AtomicLong-backed. Suitable for any single-process deployment. Starts at 0 by default; call advanceTo(latestSeqnum + 1) after a restart to avoid reusing seqnums.

// SharedLogService does this automatically on startup
sequencer.advanceTo(persistenceAdapter.getLatestSeqnum() + 1);

FoundationDBSequencer

Uses a read-modify-write FDB transaction to atomically claim the next seqnum. FDB's optimistic concurrency control serialises concurrent callers across all nodes transparently — conflicting transactions are retried by the FDB client.

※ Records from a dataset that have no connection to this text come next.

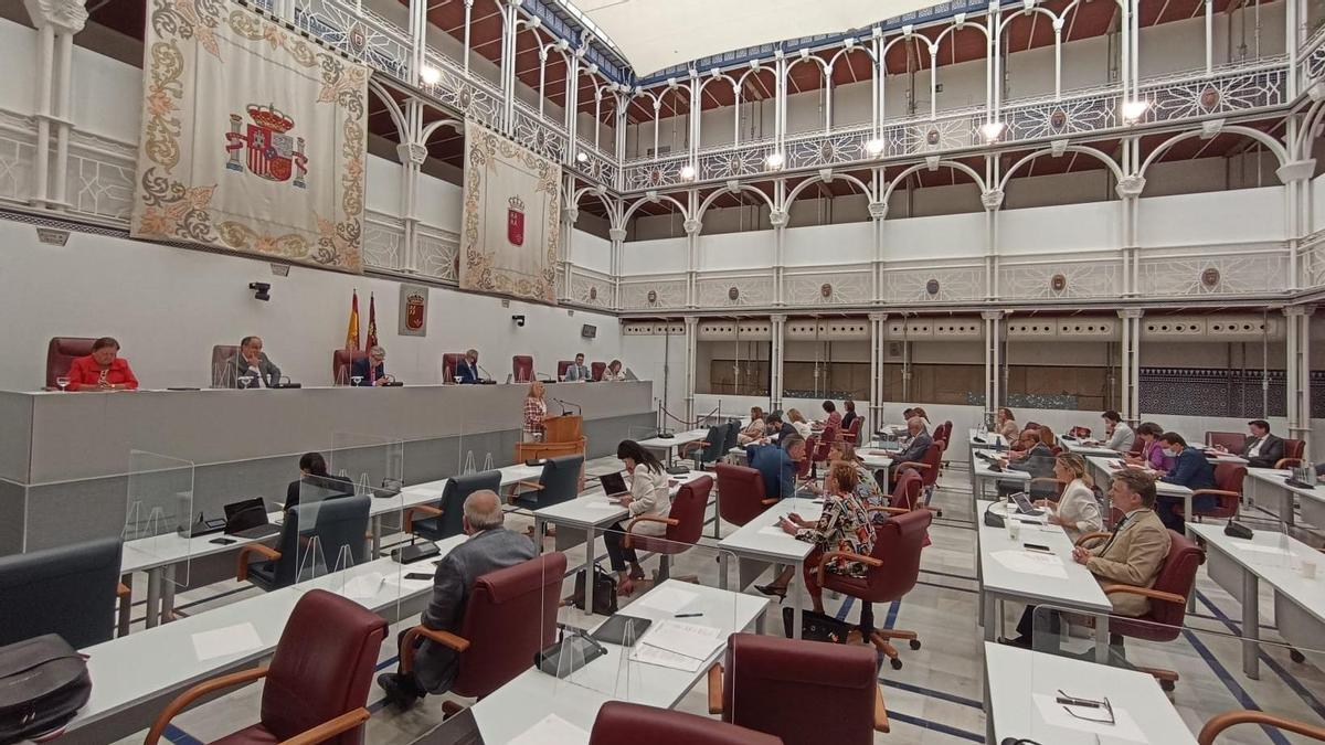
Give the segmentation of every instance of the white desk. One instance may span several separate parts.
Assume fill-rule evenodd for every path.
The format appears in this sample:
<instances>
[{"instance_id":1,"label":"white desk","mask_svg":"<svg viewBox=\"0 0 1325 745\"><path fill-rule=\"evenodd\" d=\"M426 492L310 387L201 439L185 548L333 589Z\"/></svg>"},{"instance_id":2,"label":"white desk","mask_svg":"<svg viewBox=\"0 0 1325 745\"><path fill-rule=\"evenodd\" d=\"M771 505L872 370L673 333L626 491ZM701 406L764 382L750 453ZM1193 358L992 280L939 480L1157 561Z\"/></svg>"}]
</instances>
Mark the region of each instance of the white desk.
<instances>
[{"instance_id":1,"label":"white desk","mask_svg":"<svg viewBox=\"0 0 1325 745\"><path fill-rule=\"evenodd\" d=\"M440 561L465 541L456 536L439 541ZM170 697L208 677L249 667L270 655L285 630L294 604L309 589L322 587L338 593L344 581L370 573L386 577L399 575L400 583L387 582L378 594L355 602L394 619L395 608L424 602L432 593L432 581L404 579L407 571L431 569L427 562L401 566L390 558L362 563L356 567L326 577L265 593L256 598L221 606L219 608L158 626L142 634L121 636L81 650L87 655L91 676L91 697L69 722L61 742L109 742L126 737L151 724ZM421 607L420 607L421 610ZM417 610L408 608L409 614ZM405 612L401 612L405 615ZM199 660L193 648L193 635L232 626L252 623L261 646L209 660ZM97 725L95 732L85 732Z\"/></svg>"},{"instance_id":2,"label":"white desk","mask_svg":"<svg viewBox=\"0 0 1325 745\"><path fill-rule=\"evenodd\" d=\"M698 595L682 612L702 612L704 615L684 620L718 627L723 636L743 631L763 614L768 604L765 598L669 579L631 602L620 612L637 618L652 618L655 622L670 619L672 614L647 607L640 602L664 587L676 587ZM726 651L723 643L700 665L697 672L629 663L629 684L627 684L624 672L617 679L617 672L623 669L621 656L625 654L625 648L616 644L604 644L604 647L607 648L606 655L590 661L566 680L558 680L530 668L474 704L474 721L478 724L484 741L509 742L553 713L584 732L590 732L594 729L598 709L612 700L660 708L676 707ZM566 745L574 744L567 742Z\"/></svg>"},{"instance_id":3,"label":"white desk","mask_svg":"<svg viewBox=\"0 0 1325 745\"><path fill-rule=\"evenodd\" d=\"M1284 479L1292 476L1291 471L1273 468L1248 468L1243 490L1251 504L1269 509L1288 525L1296 525L1293 514L1295 497L1302 500L1302 520L1309 525L1325 529L1325 487L1317 484L1314 489L1289 487ZM1265 508L1264 502L1272 506Z\"/></svg>"},{"instance_id":4,"label":"white desk","mask_svg":"<svg viewBox=\"0 0 1325 745\"><path fill-rule=\"evenodd\" d=\"M980 559L977 565L980 581L980 618L984 623L984 640L992 642L998 638L998 627L1002 624L1003 614L999 603L1012 601L1024 604L1047 604L1068 610L1080 610L1096 616L1094 651L1100 661L1108 660L1109 654L1109 614L1113 604L1109 597L1100 589L1094 575L1085 566L1072 559L1072 541L1063 528L1055 525L1040 525L1041 518L1018 518L1023 522L1022 534L1018 541L1008 537L1006 528L991 528L984 525L984 510L994 506L999 512L998 502L977 502L975 524L979 541ZM1023 544L1040 544L1048 546L1053 555L1059 558L1063 575L1056 577L1047 569L1044 571L1019 571L1000 562L995 554L1000 551L1018 551L1028 555L1044 555L1026 551Z\"/></svg>"},{"instance_id":5,"label":"white desk","mask_svg":"<svg viewBox=\"0 0 1325 745\"><path fill-rule=\"evenodd\" d=\"M690 443L698 443L709 436L709 428L690 430L686 432L677 432L670 437L649 437L648 440L640 440L640 447L651 451L657 451L662 453L662 461L668 465L672 464L672 451L680 448L681 445L688 445Z\"/></svg>"},{"instance_id":6,"label":"white desk","mask_svg":"<svg viewBox=\"0 0 1325 745\"><path fill-rule=\"evenodd\" d=\"M672 484L668 488L669 494L676 497L677 492L681 490L682 484L694 481L701 476L709 476L709 473L704 471L692 471L682 476L672 476ZM592 574L598 550L595 546L598 533L621 520L625 520L629 514L631 510L616 504L615 501L608 501L602 487L598 487L582 497L534 510L534 536L542 536L545 525L555 525L555 544L558 551L564 551L571 546L584 544L584 569ZM624 529L625 526L623 525L621 528ZM543 542L535 540L534 550L537 553L542 553ZM592 582L584 583L584 608L586 612L592 612Z\"/></svg>"},{"instance_id":7,"label":"white desk","mask_svg":"<svg viewBox=\"0 0 1325 745\"><path fill-rule=\"evenodd\" d=\"M806 607L802 571L806 557L814 550L814 545L798 541L778 528L782 517L792 512L806 520L819 520L823 505L804 497L782 500L719 541L718 586L723 590L727 589L727 565L731 557L737 558L738 590L749 587L770 566L790 565L794 570L790 586L791 607L796 611L792 622L792 636L800 639L800 612Z\"/></svg>"},{"instance_id":8,"label":"white desk","mask_svg":"<svg viewBox=\"0 0 1325 745\"><path fill-rule=\"evenodd\" d=\"M1057 726L1044 720L1032 695L1057 697L1059 691L1081 699L1109 699L1114 716L1125 713L1149 742L1195 745L1155 679L1133 669L1045 655L1006 644L984 644L986 740L1028 738L1052 745L1126 742L1096 738L1094 732Z\"/></svg>"},{"instance_id":9,"label":"white desk","mask_svg":"<svg viewBox=\"0 0 1325 745\"><path fill-rule=\"evenodd\" d=\"M543 472L543 468L541 465L530 467L518 464L504 467L500 471L501 485L510 487L518 481L531 479L537 480ZM425 484L404 487L398 497L374 498L368 506L368 520L372 526L372 558L380 557L383 516L392 512L400 513L411 506L436 502L441 498L441 493L445 488L447 480L441 479L437 481L428 481ZM268 513L268 520L280 525L281 521L285 520L285 513L280 510ZM225 545L213 544L212 541L216 538L231 538L235 542ZM240 549L250 544L270 542L273 540L276 540L276 536L264 538L262 541L254 541L252 538L240 538L238 536L225 536L223 533L199 536L196 538L186 538L178 533L164 533L151 538L126 541L119 562L119 571L122 575L131 575L138 571L147 574L147 607L144 620L147 628L152 628L159 623L168 623L174 616L176 574L179 566L187 565L193 559L211 555L238 553ZM132 582L126 582L126 585L130 590L132 590ZM125 607L129 607L131 603L132 595L125 599ZM123 615L121 616L121 632L129 632L127 619L123 618Z\"/></svg>"},{"instance_id":10,"label":"white desk","mask_svg":"<svg viewBox=\"0 0 1325 745\"><path fill-rule=\"evenodd\" d=\"M1275 589L1279 635L1301 650L1321 648L1325 642L1325 554L1271 530L1256 530L1251 540L1224 536L1220 525L1189 525L1187 532L1206 544L1210 578L1242 603L1243 672L1247 677L1260 677L1261 582ZM1302 559L1316 562L1314 579L1302 577Z\"/></svg>"}]
</instances>

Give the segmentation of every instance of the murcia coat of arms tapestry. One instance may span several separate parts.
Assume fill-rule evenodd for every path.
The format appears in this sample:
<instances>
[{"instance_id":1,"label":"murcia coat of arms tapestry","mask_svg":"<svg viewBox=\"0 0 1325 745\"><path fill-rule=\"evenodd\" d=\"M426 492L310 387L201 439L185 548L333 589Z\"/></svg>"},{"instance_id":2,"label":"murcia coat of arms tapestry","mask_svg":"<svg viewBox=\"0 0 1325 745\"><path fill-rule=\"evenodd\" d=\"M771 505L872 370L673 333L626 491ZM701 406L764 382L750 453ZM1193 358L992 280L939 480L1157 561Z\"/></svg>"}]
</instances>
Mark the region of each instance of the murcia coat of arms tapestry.
<instances>
[{"instance_id":1,"label":"murcia coat of arms tapestry","mask_svg":"<svg viewBox=\"0 0 1325 745\"><path fill-rule=\"evenodd\" d=\"M363 269L367 68L229 0L148 0L131 235Z\"/></svg>"},{"instance_id":2,"label":"murcia coat of arms tapestry","mask_svg":"<svg viewBox=\"0 0 1325 745\"><path fill-rule=\"evenodd\" d=\"M465 125L462 289L556 302L560 174L555 162Z\"/></svg>"}]
</instances>

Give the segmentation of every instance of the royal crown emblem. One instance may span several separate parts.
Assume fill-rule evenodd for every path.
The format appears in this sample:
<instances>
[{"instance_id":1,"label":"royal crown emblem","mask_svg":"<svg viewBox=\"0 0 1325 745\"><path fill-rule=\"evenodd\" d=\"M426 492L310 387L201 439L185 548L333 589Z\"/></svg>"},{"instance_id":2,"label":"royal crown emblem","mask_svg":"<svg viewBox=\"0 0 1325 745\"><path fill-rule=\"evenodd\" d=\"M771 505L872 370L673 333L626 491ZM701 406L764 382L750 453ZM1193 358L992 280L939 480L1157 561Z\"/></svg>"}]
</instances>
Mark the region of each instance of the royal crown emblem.
<instances>
[{"instance_id":1,"label":"royal crown emblem","mask_svg":"<svg viewBox=\"0 0 1325 745\"><path fill-rule=\"evenodd\" d=\"M506 240L525 245L525 200L518 194L506 200Z\"/></svg>"},{"instance_id":2,"label":"royal crown emblem","mask_svg":"<svg viewBox=\"0 0 1325 745\"><path fill-rule=\"evenodd\" d=\"M303 155L303 138L286 134L294 129L294 119L274 103L249 103L246 110L252 119L248 125L238 114L231 114L231 131L225 133L225 151L229 152L225 168L242 174L245 163L240 159L240 150L246 150L248 170L253 175L306 188L309 159ZM290 176L294 176L293 182Z\"/></svg>"}]
</instances>

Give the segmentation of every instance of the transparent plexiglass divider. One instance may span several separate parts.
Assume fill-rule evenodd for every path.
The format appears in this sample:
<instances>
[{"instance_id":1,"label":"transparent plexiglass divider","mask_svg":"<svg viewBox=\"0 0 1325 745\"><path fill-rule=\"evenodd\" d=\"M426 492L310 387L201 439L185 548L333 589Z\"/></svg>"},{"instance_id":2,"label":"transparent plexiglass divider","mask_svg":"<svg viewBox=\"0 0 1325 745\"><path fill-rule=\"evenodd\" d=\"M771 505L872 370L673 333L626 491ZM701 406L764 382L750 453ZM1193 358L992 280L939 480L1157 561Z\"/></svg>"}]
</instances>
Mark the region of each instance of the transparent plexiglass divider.
<instances>
[{"instance_id":1,"label":"transparent plexiglass divider","mask_svg":"<svg viewBox=\"0 0 1325 745\"><path fill-rule=\"evenodd\" d=\"M196 544L207 540L192 537L203 530L200 520L201 514L193 510L192 461L130 451L129 490L121 532L126 566L163 567L163 582L178 587L188 586Z\"/></svg>"},{"instance_id":2,"label":"transparent plexiglass divider","mask_svg":"<svg viewBox=\"0 0 1325 745\"><path fill-rule=\"evenodd\" d=\"M1314 590L1318 603L1320 585ZM1238 622L1239 599L1219 589L1202 587L1199 615L1182 627L1037 606L1035 650L987 671L995 741L1195 742L1212 718L1244 709L1320 726L1325 635L1317 626L1310 647L1285 639L1298 619L1276 594L1261 591L1252 634ZM1240 725L1216 741L1306 741L1271 732Z\"/></svg>"}]
</instances>

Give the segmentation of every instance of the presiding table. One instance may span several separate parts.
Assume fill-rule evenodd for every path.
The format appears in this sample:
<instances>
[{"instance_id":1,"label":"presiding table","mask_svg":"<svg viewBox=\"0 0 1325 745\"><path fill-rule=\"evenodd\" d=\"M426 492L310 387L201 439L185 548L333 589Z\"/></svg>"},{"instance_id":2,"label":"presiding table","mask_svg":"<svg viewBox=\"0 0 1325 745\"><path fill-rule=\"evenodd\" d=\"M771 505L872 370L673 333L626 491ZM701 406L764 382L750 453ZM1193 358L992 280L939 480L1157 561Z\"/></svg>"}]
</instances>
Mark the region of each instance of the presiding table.
<instances>
[{"instance_id":1,"label":"presiding table","mask_svg":"<svg viewBox=\"0 0 1325 745\"><path fill-rule=\"evenodd\" d=\"M615 453L652 426L652 383L595 383L583 400L588 456ZM515 451L529 386L305 387L118 392L0 391L0 555L114 536L125 521L131 452L192 471L192 512L264 497L298 479L301 453L372 460L376 487L456 473L466 453ZM382 453L366 443L376 443ZM352 447L351 447L352 444ZM333 472L341 469L333 463ZM403 473L401 473L403 472ZM167 518L175 516L168 514Z\"/></svg>"}]
</instances>

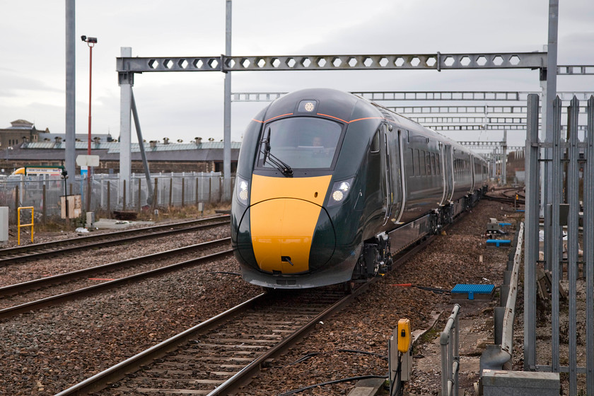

FoundationDBSequencer seq = new FoundationDBSequencer("/etc/foundationdb/fdb.cluster", "myapp");
seq.open();

// next() — claims one seqnum, blocks for one FDB round-trip (~1–5 ms)
long seqnum = seq.next();

// currentGlobal() — reads the authoritative global counter without claiming
long highWatermark = seq.currentGlobal();

When to use FoundationDBSequencer:

  • Multiple writer processes share the same log — LocalSequencer would produce duplicate seqnums across processes.
  • You want the sequencer's counter to survive JVM restarts without manual advanceTo reseeding (it is stored durably in FDB).
  • You are already using FoundationDBPersistenceAdapter and want the entire write path to be distributed.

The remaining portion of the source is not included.